Since I haven't quite finished reading the book I want to review next on my Blog, I'm going to give you a couple more of my favourite poems today.

Do Not Go Gentle

Do not go gentle into that good night,
Old age should burn and rave at close of day;
Rage, rage against the dying of the light.

Though wise men at their end know dark is right,
Because their words had forked no lightning they
Do not go gentle into that good night.

Good men, the last wave by, crying how bright
Their frail deeds might have danced in a green bay,
Rage, rage against the dying of the light.

Wild men who caught and sang the sun in flight,
And learn, too late, they grieved it on its way,
Do not go gentle into that good night.

Grave men, near death, who see with blinding sight
Blind eyes could blaze like meteors and be gay,
Rage, rage against the dying of the light.

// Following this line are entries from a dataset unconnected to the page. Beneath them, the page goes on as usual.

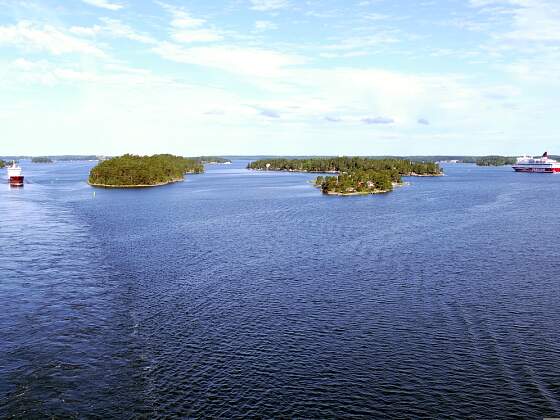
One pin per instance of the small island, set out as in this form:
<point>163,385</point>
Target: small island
<point>214,160</point>
<point>354,175</point>
<point>495,161</point>
<point>131,171</point>
<point>41,159</point>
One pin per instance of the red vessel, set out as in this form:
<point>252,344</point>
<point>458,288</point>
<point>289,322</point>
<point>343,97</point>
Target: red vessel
<point>15,175</point>
<point>543,165</point>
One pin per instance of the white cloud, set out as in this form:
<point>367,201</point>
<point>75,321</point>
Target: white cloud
<point>265,25</point>
<point>230,58</point>
<point>30,36</point>
<point>104,4</point>
<point>181,18</point>
<point>268,5</point>
<point>118,29</point>
<point>197,35</point>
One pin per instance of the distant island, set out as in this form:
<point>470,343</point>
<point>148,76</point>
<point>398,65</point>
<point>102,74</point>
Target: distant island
<point>495,161</point>
<point>354,175</point>
<point>41,159</point>
<point>131,171</point>
<point>213,160</point>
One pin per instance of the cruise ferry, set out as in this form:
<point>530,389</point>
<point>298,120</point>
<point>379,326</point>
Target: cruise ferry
<point>537,164</point>
<point>15,176</point>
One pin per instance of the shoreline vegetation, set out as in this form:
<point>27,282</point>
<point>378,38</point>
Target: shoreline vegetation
<point>41,159</point>
<point>132,171</point>
<point>352,175</point>
<point>213,160</point>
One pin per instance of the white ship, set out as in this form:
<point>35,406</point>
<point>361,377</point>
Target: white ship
<point>15,176</point>
<point>542,164</point>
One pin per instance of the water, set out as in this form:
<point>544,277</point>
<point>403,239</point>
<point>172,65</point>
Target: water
<point>241,293</point>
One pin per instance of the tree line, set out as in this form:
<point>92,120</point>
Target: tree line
<point>354,174</point>
<point>133,170</point>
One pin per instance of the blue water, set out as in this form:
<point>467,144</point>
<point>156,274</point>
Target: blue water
<point>251,294</point>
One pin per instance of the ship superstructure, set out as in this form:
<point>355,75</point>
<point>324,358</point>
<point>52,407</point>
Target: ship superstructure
<point>541,164</point>
<point>15,175</point>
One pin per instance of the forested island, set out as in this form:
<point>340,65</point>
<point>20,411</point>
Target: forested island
<point>131,171</point>
<point>354,175</point>
<point>495,161</point>
<point>213,160</point>
<point>41,159</point>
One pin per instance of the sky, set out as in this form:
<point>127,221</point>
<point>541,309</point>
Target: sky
<point>282,77</point>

And you, my father, there on the sad height,
Curse, bless, me now with your fierce tears, I pray.
Do not go gentle into that good night.
Rage, rage against the dying of the light.

Dylan Thomas

* * * * * *

This one is from the Second World War (rather than the First World War wherein lies my second major interest after fantasy). For me it captures Magee's joyous pleasure in flying.

High Flight

Oh, I have slipped the surly bonds of earth
And danced the skies on laughter-silvered wings;
Sunward I’ve climbed and joined the tumbling mirth
Of sun-split clouds—and done a hundred things
You have not dreamed of—wheeled and soared and swung
High in the sunlit silence. Hov’ring there,
I’ve chased the shouting wind along and flung
My eager craft through footless halls of air.
Up, up the long delirious, burning blue,
I’ve topped the wind-swept heights with easy grace,
Where never lark, or even eagle, flew;
And, while with silent, lifting mind I’ve trod
The high untrespassed sanctity of space,
Put out my hand and touched the face of God.

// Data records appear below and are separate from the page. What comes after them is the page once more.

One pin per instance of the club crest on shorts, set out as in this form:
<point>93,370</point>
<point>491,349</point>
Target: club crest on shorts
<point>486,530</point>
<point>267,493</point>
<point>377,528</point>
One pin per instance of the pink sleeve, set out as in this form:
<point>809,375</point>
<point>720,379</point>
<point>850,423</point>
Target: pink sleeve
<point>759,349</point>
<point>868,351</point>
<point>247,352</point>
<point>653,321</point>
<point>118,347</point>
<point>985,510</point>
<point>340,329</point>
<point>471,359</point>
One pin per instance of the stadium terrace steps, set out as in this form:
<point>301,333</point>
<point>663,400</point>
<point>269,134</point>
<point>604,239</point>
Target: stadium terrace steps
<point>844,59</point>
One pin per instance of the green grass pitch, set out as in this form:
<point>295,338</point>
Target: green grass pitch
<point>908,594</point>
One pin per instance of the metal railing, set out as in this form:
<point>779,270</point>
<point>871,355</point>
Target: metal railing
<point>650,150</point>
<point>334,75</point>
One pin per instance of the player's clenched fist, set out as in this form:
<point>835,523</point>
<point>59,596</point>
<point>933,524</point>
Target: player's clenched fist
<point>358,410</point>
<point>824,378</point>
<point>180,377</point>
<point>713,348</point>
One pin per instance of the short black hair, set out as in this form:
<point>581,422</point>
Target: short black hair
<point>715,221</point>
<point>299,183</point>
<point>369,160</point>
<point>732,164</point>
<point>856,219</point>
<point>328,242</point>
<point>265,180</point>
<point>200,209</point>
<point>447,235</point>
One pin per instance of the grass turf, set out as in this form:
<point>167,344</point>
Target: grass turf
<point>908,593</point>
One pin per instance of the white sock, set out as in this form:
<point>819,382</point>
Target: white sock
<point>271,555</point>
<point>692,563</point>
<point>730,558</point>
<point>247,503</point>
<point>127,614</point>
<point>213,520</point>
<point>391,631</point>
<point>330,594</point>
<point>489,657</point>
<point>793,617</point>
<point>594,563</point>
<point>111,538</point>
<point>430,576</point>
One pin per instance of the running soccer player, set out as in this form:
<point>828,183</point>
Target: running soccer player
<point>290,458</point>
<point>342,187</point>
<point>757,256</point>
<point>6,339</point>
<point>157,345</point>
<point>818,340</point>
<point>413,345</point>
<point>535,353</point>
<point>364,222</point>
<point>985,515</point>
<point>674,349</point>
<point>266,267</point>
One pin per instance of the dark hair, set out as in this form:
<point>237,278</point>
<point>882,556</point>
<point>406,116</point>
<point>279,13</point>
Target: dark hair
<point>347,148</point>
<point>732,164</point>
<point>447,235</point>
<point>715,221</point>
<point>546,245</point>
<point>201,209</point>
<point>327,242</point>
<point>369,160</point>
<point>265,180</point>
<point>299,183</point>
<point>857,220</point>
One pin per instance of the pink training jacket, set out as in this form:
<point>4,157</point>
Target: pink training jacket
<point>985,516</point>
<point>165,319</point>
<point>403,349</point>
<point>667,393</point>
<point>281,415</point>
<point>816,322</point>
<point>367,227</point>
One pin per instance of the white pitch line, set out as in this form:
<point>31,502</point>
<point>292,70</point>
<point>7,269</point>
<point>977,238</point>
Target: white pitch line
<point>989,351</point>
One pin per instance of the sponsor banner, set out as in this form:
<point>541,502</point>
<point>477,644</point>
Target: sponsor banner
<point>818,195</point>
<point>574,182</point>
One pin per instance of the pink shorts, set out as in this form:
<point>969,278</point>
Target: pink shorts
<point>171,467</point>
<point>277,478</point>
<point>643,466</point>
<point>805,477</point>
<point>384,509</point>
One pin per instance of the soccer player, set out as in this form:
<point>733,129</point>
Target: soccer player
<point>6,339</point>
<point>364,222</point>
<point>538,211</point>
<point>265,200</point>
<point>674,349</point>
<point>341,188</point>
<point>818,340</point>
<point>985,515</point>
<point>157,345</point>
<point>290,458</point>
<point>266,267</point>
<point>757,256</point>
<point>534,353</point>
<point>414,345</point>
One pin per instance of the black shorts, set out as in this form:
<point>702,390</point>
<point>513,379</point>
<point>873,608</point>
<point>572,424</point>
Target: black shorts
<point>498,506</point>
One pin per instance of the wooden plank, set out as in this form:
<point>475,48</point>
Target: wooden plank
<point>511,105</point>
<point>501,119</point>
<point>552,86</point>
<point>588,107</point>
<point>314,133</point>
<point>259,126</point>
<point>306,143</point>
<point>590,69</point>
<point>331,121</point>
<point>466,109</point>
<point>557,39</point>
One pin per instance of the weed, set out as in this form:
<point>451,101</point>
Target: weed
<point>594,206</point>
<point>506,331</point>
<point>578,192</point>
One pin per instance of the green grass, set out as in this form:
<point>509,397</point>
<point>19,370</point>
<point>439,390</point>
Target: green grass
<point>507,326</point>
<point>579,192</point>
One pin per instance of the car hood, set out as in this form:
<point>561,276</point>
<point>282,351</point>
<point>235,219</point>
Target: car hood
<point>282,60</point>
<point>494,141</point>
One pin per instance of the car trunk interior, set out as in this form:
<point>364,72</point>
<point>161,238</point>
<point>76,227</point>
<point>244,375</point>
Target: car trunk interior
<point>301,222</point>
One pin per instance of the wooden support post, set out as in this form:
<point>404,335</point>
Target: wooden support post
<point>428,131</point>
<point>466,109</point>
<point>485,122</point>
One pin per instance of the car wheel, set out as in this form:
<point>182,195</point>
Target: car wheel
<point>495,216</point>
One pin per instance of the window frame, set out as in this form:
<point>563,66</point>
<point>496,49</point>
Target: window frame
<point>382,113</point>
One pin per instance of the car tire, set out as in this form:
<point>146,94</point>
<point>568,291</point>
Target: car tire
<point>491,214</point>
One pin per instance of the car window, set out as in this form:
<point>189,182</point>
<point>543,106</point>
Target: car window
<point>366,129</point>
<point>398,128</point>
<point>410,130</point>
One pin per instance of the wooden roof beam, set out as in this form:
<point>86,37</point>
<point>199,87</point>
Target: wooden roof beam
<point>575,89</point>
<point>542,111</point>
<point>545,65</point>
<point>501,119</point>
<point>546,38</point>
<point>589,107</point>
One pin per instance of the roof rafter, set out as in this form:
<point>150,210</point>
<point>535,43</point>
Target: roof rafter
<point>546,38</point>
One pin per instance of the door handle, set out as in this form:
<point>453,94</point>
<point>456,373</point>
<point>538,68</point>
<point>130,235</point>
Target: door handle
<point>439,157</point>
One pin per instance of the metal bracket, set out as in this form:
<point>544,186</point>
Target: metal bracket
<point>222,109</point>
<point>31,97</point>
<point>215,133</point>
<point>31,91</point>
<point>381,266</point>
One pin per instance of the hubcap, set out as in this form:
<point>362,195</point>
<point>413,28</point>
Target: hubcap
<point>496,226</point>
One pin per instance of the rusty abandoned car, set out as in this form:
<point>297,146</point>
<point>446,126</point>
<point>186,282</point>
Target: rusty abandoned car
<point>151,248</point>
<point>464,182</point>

RCAF Flight-Lieutenant John Gillespie Magee Jr. (1922-1941).

* * * * * *

Finally, one of my favourite Sassoon poems (not a war poem) which speaks prophetically of Sassoon's death in September 1967, nearly 40 years later.

Falling Asleep

Voices moving about in the quiet house:
Thud of feet and a muffled shutting of doors:
Everyone yawning. Only the clocks are alert.

Out in the night there's autumn-smelling gloom
Crowded with whispering trees; across the park
A hollow cry of hounds like lonely bells:
And I know that the clouds are moving across the moon;
The low, red, rising moon. Now herons call
And wrangle by their pool; and hooting owls
Sail from the wood above pale stooks of oats.

Waiting for sleep, I drift from thoughts like these;
And where to-day was dream-like, build my dreams.
Music . . . there was a bright white room below,
And someone singing a song about a soldier,
One hour, two hours ago: and soon the song
Will be 'last night' : but now the beauty swings
Across my brain, ghost of remembered chords
Which still can make such a radiance in my dream
That I can watch the marching of my soldiers,
And count their faces; faces; sunlit faces.

Falling asleep . . . the herons, and the hounds . . .
September in the darkness; and the world
I've known; all fading past me into peace.